InfoQ Homepage Articles 5 IT Operations Cost Traps and How to Avoid Them

5 IT Operations Cost Traps and How to Avoid Them

Jan 18, 2020 12 min read

Write for InfoQ

Feed your curiosity. Help 550k+ global
senior developers
each month stay ahead.Get in touch

Key Takeaways

Decisions during the initial development or integration phase for new solutions impact future operations and maintenance costs heavily.
Wrong assumptions regarding midterm funding for feature development might result in wrong decisions in the area of sourcing. Devops and #noproejcts organizations are especially at risk since they implicitly assume a more constant staffing than the old “project vs. operations” approach.
Various cost traps relate to tensions between stakeholders such as vendors and customers regarding middleware choices or between agile teams and the senior management regarding centralizing operational and support tasks.
Planning to switch the funding to a different Organization once the application is live increases the risk for unexpected high operations and maintenance costs.
Sustainable cost optimizations for IT application landscapes requires cost models linking architectural decisions with future (!) maintenance and operations cost.

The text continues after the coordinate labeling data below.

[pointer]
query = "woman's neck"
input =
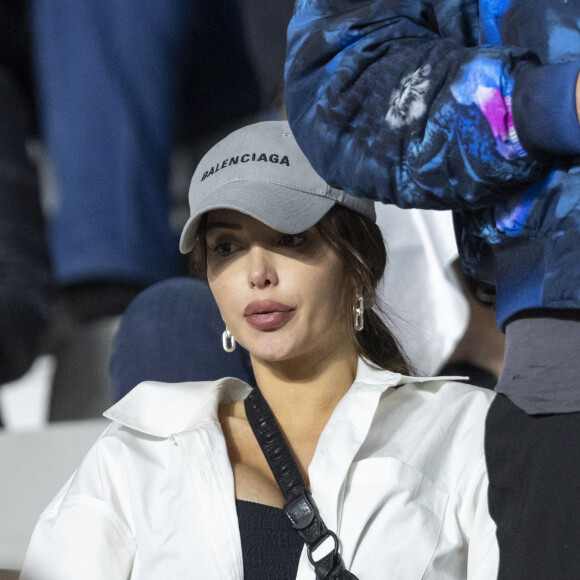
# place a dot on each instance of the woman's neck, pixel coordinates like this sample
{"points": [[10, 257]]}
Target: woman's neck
{"points": [[304, 393]]}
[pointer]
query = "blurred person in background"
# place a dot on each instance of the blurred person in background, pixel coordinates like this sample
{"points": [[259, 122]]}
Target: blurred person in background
{"points": [[120, 86], [25, 283]]}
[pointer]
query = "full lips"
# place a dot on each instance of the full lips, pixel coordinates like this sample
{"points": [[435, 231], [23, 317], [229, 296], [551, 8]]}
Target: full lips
{"points": [[267, 314]]}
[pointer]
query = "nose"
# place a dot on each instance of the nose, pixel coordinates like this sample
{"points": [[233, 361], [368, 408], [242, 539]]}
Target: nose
{"points": [[262, 271]]}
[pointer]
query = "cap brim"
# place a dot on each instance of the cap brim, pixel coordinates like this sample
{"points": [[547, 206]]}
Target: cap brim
{"points": [[284, 209]]}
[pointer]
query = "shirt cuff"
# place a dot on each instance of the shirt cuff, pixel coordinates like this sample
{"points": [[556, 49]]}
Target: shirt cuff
{"points": [[544, 109]]}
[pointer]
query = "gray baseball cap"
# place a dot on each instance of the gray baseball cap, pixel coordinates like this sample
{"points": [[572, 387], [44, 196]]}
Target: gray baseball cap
{"points": [[260, 171]]}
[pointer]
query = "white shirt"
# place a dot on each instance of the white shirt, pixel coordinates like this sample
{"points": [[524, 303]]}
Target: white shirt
{"points": [[429, 312], [398, 474]]}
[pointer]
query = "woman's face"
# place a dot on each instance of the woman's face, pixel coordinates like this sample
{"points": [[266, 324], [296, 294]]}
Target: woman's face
{"points": [[281, 296]]}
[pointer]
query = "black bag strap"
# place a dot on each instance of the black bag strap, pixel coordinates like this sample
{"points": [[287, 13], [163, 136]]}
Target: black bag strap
{"points": [[299, 505]]}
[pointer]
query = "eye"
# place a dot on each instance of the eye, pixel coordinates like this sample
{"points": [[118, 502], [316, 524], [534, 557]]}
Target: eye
{"points": [[293, 240], [224, 249]]}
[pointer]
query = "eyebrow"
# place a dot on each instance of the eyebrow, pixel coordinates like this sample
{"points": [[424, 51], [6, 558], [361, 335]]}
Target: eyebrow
{"points": [[224, 225]]}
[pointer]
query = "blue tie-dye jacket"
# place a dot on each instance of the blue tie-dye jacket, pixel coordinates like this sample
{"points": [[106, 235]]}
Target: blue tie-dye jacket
{"points": [[453, 104]]}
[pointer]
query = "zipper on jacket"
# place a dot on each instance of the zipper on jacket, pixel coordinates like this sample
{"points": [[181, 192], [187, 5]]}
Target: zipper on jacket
{"points": [[234, 541]]}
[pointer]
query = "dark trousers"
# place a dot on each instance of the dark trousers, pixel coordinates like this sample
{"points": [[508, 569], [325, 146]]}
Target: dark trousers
{"points": [[534, 496]]}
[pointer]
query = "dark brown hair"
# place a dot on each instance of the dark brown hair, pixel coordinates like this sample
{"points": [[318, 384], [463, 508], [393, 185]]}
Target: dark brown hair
{"points": [[360, 244]]}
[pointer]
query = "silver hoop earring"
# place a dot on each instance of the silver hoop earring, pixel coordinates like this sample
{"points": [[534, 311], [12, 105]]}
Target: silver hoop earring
{"points": [[228, 341], [359, 313]]}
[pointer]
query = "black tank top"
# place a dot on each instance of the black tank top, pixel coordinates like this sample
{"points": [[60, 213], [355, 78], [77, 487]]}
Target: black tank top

Many companies would love to shift budget from IT maintenance and operations to innovative IT projects. But, they struggle to identify new savings options, because recently most organizations have gone through many cost-cutting, outsourcing, and offshoring initiatives. We present a fresh perspective for such organizations — five decision areas for projects, which significantly impact later operations ("traps"). Avoiding these traps is a simple way to free up money for real innovation.

Software developers enjoy delivering new features on a daily, weekly, or monthly basis, using Agile and DevOps methodologies. While teams working on crucial applications in innovative companies might work in this mode for years, the reality is different for most engineers and applications. Many smaller software projects start with an intense initial phase that lasts from a few months to a year or two. Then, the application delivers, hopefully, the expected business value. Development continues, but after some more months (or years), the project reaches a turning point. The business realizes that investing more money for new features doesn’t add much business value. They cut the funding, meaning less work for engineers. Most of them transfer to other products or projects. DevOps becomes "DevOps without development work," i.e., old-fashioned maintenance and operations. Occasionally, the remaining engineers implement a few changes or smaller upgrades, as shown in Figure 1. The rest of the time, they deal with identifying bugs, dealing with user issues, and maintaining roles.

Figure 1: Over time — when adding new features does not increase the business value much — DevOps becomes maintenance only with just a few upgrades.

A transition from a staff-intensive initial phase to a cost-effective maintenance and operations phase has one major challenge: all tasks and "knowhow" need to be transferred to a small number of remaining engineers or moved to other teams in the organization. Newer approaches, such as those in the #noprojects movement, can ease some challenges, but the commercial reality remains the same: Fewer development tasks implies fewer engineers with hands-on experience who can step in to solve issues or implement changes.

Such a transition is not only crucial for many business cases for new software, it’s also crucial to be able to innovate. Less money spent on software in the operations and maintenance phase means more funds available for launching the next innovation project. Clever organizations plan ahead, because they understand this causality and avoid five costs we discuss in the following.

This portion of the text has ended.